IMF Funding – The Omnibus Appropriations Bill included $18 billion to fulfill our obligation to the International Monetary Fund. The importance of agricultural trade in the Asia/Pacific region is best seen by looking at U.S. exports to Japan. In 1997, Japan imported $15 billion worth of U.S. agricultural products. That is approximately 26% of all U.S. agriculture exports for 1997. The entire Asia/Pacific region accounted for $27 billion worth of U.S. agricultural exports, fully 47% of all U.S. agricultural exports. This explains the reason why the Asia/Pacific region is so important to U.S. farmers and ranchers.
Forest Inventory and Analysis – Improved the Forest Inventory and Analysis (FIA) Program to provide better and more timely information on growth, harvest, mortality and forest health trends to private land-owners throughout the country. Increased the funding for FIA in the Interior Appropriations Bill.
Trade Sanctions – Passed legislation to reverse Clinton Administrations decision to impose export ban on wheat and other agricultural commodities to India and Pakistan. Pakistan responded immediately by purchasing 300,000 tons of U.S. wheat under the USDA credit guarantee program.
Methyl Bromide Fix – Secured legislative language harmonizing the Clean Air Act with the Montreal Protocol. Methyl bromide phase-out will be extended through 2005, and quarantine & pre-shipment uses will be permanently exempted. This, coupled with emergency exemption authority for soil fumigation, will provide our fruit and vegetable producers a tool critical for supplying the domestic market and maintaining foreign markets.
Forest Service Fiscal and Financial Accountability – Held 4 hearings on Forest Service Financial Accountability and introduced H.R. 4149, the Forest Service Cost Reduction and Fiscal Accountability Act, most of which is included in the FY99 Interior Appropriations Bill, including:
- a uniform definition of overhead to be applied agency-wide
- 20% cap on overhead charged to the six off-budget funds administered by the USFS
- a 10% reduction in the overhead charged for road construction
- mandatory disclosure of anticipated overhead for all programs in each budget request
- mandatory reports to Congress on how the agency will account for overhead in its general ledger.

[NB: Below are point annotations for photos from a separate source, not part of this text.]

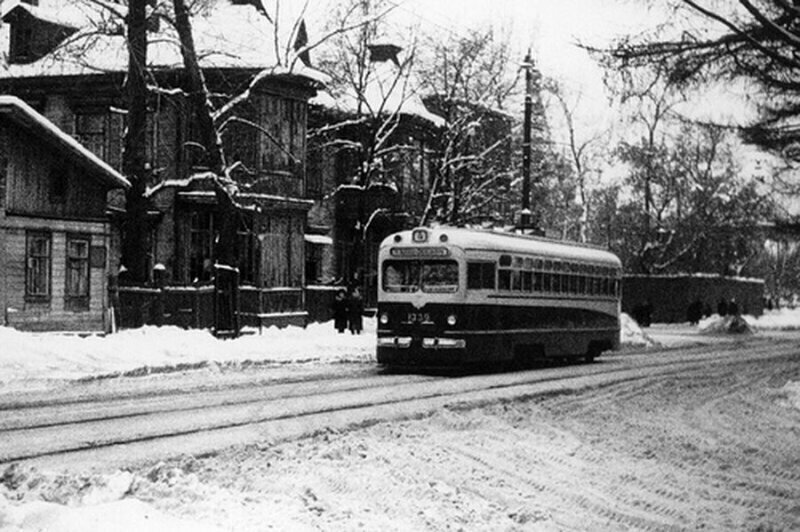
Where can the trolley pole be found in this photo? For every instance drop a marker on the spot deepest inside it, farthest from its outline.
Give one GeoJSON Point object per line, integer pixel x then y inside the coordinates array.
{"type": "Point", "coordinates": [525, 214]}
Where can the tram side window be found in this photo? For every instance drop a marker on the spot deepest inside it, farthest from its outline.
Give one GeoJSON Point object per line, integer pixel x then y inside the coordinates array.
{"type": "Point", "coordinates": [480, 275]}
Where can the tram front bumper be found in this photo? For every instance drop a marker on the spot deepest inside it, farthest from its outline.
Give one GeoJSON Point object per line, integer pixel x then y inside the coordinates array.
{"type": "Point", "coordinates": [404, 342]}
{"type": "Point", "coordinates": [444, 343]}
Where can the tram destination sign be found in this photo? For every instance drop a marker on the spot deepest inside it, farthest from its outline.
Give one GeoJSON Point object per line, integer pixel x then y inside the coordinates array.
{"type": "Point", "coordinates": [419, 251]}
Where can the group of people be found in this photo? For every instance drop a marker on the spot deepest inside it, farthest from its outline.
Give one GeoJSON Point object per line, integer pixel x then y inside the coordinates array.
{"type": "Point", "coordinates": [348, 311]}
{"type": "Point", "coordinates": [698, 310]}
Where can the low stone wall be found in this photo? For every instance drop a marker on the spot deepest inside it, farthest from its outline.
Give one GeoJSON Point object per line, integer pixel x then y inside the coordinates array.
{"type": "Point", "coordinates": [669, 296]}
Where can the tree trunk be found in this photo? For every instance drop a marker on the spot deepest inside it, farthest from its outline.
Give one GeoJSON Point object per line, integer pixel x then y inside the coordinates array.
{"type": "Point", "coordinates": [227, 212]}
{"type": "Point", "coordinates": [136, 231]}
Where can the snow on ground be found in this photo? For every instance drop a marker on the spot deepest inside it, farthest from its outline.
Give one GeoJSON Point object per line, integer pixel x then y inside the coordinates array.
{"type": "Point", "coordinates": [27, 358]}
{"type": "Point", "coordinates": [31, 357]}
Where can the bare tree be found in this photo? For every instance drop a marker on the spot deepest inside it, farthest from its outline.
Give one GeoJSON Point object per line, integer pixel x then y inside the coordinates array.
{"type": "Point", "coordinates": [750, 41]}
{"type": "Point", "coordinates": [471, 80]}
{"type": "Point", "coordinates": [585, 154]}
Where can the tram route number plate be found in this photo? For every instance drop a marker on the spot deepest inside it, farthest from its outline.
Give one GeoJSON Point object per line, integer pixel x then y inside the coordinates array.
{"type": "Point", "coordinates": [418, 318]}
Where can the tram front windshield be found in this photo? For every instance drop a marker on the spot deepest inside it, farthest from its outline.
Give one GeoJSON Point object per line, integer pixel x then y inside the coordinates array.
{"type": "Point", "coordinates": [433, 276]}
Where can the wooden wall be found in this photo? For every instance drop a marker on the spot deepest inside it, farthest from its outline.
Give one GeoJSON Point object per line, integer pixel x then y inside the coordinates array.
{"type": "Point", "coordinates": [51, 315]}
{"type": "Point", "coordinates": [31, 204]}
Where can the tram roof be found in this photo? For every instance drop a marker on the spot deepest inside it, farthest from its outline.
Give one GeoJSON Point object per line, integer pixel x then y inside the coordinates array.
{"type": "Point", "coordinates": [502, 242]}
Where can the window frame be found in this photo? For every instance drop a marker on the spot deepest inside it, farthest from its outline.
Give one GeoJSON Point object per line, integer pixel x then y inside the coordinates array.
{"type": "Point", "coordinates": [80, 265]}
{"type": "Point", "coordinates": [37, 270]}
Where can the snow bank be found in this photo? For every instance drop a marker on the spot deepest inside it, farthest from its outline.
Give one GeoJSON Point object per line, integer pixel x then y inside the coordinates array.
{"type": "Point", "coordinates": [792, 390]}
{"type": "Point", "coordinates": [632, 334]}
{"type": "Point", "coordinates": [38, 356]}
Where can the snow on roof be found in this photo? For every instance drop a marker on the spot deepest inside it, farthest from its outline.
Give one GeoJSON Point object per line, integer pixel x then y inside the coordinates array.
{"type": "Point", "coordinates": [387, 91]}
{"type": "Point", "coordinates": [26, 116]}
{"type": "Point", "coordinates": [226, 36]}
{"type": "Point", "coordinates": [69, 15]}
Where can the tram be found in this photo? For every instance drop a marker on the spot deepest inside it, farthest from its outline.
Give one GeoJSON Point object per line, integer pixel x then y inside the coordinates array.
{"type": "Point", "coordinates": [452, 297]}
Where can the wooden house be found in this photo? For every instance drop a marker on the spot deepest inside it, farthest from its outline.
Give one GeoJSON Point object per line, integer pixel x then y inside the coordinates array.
{"type": "Point", "coordinates": [383, 126]}
{"type": "Point", "coordinates": [55, 231]}
{"type": "Point", "coordinates": [78, 83]}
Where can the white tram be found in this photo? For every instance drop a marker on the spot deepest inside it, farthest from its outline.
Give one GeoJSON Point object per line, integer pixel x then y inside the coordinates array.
{"type": "Point", "coordinates": [452, 296]}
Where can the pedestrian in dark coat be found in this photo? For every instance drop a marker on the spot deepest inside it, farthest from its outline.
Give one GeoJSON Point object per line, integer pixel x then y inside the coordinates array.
{"type": "Point", "coordinates": [695, 312]}
{"type": "Point", "coordinates": [355, 312]}
{"type": "Point", "coordinates": [339, 308]}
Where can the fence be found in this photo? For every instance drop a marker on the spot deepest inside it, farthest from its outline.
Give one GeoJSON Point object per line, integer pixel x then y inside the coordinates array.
{"type": "Point", "coordinates": [667, 297]}
{"type": "Point", "coordinates": [193, 307]}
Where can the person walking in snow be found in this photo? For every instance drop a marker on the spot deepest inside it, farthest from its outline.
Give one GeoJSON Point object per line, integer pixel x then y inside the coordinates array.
{"type": "Point", "coordinates": [339, 308]}
{"type": "Point", "coordinates": [355, 312]}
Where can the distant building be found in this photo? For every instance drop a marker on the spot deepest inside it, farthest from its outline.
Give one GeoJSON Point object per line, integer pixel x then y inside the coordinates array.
{"type": "Point", "coordinates": [370, 164]}
{"type": "Point", "coordinates": [57, 239]}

Stopped Prisoner Food Stamps – Secured passage of legislation requiring states to use systems established with the Social Security Administration to make sure that persons in prison are not receiving food stamp benefits. This action was taken based on an investigation by the General Accounting Office that found that large numbers of persons in prison are receiving food stamps as if they were a part of family receiving benefits.
Normal Trade Relations with China – On July 22, 1998, approved this status for China. U.S. agriculture exports to China were $2 billion last year, a significant increase over 1993 exports of less than $500 million. China represents an agriculture market that is vital to the success of U.S. farmers and ranchers.

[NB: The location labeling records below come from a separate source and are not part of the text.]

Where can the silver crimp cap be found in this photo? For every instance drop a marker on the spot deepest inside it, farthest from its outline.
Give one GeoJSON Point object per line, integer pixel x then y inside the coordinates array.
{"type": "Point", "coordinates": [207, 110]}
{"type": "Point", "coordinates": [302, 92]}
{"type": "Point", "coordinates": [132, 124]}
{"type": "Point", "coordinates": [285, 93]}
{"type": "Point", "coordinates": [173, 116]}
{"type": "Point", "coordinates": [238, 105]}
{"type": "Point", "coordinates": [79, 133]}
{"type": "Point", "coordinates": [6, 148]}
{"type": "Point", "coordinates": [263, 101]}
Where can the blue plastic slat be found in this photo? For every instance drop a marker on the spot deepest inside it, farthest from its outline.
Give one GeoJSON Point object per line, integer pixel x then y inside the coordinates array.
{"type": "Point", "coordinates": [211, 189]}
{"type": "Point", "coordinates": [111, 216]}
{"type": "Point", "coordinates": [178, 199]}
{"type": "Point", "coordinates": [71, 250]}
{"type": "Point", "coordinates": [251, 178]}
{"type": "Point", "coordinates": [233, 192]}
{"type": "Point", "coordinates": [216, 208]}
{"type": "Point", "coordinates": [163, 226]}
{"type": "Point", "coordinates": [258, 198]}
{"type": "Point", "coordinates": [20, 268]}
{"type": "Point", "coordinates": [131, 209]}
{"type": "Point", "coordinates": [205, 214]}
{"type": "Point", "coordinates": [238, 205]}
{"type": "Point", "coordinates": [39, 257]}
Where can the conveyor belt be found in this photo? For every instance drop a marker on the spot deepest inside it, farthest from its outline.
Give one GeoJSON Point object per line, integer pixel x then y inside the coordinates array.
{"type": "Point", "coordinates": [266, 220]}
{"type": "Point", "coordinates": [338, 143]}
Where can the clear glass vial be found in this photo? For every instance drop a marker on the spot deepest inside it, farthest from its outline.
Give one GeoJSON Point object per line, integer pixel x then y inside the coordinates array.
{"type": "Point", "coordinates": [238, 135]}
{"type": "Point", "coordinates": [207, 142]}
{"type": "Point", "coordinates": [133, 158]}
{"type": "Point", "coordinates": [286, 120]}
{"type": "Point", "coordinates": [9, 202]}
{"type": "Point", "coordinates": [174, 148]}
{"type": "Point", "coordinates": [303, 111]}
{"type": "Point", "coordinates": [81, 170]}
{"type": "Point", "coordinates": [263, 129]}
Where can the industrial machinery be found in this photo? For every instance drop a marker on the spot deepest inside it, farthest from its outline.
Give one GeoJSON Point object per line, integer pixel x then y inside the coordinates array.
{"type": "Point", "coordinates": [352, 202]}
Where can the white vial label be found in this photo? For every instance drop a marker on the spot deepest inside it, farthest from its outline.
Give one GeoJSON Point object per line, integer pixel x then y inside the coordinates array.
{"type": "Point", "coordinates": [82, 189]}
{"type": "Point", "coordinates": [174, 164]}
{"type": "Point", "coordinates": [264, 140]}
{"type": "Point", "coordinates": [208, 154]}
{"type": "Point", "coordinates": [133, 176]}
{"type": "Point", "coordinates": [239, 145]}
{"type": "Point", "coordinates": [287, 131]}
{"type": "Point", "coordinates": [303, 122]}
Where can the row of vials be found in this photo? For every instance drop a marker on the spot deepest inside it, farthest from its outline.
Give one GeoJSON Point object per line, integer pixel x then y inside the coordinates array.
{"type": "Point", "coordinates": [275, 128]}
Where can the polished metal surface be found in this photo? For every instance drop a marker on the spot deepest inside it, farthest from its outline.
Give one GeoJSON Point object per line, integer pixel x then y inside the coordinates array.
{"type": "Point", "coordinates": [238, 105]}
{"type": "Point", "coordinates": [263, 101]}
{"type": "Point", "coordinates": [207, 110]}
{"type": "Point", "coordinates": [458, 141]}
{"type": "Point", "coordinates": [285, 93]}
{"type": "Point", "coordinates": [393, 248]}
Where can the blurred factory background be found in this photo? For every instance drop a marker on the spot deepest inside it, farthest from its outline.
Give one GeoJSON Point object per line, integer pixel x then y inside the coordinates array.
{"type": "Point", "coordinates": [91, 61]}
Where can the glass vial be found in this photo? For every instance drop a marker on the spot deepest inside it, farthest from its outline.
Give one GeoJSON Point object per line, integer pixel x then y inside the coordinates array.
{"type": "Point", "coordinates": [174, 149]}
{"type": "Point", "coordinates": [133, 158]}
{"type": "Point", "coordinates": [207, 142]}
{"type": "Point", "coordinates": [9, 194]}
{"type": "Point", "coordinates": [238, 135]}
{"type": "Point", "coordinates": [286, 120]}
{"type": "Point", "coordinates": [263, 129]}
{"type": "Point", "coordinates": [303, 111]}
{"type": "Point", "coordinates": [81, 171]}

Ethanol Tax Credit Extension – The highway reauthorization bill extends the tax credits for ethanol through 2007. The bill gives benefits totaling 54 cents per gallon, making ethanol-blended fuels attractive to use and helping farmers.
Stopped Food Stamps to Dead People – We passed legislation to require the States and the Federal government to cooperate in order to ensure that deceased individuals are purged from Food Stamp rolls. The CBO estimates that it will save American taxpayers $17 million and allow states to administer their programs more efficiently. Eliminating waste, fraud and abuse in welfare programs allows us to protect the taxpayer and target resources to truly needy people.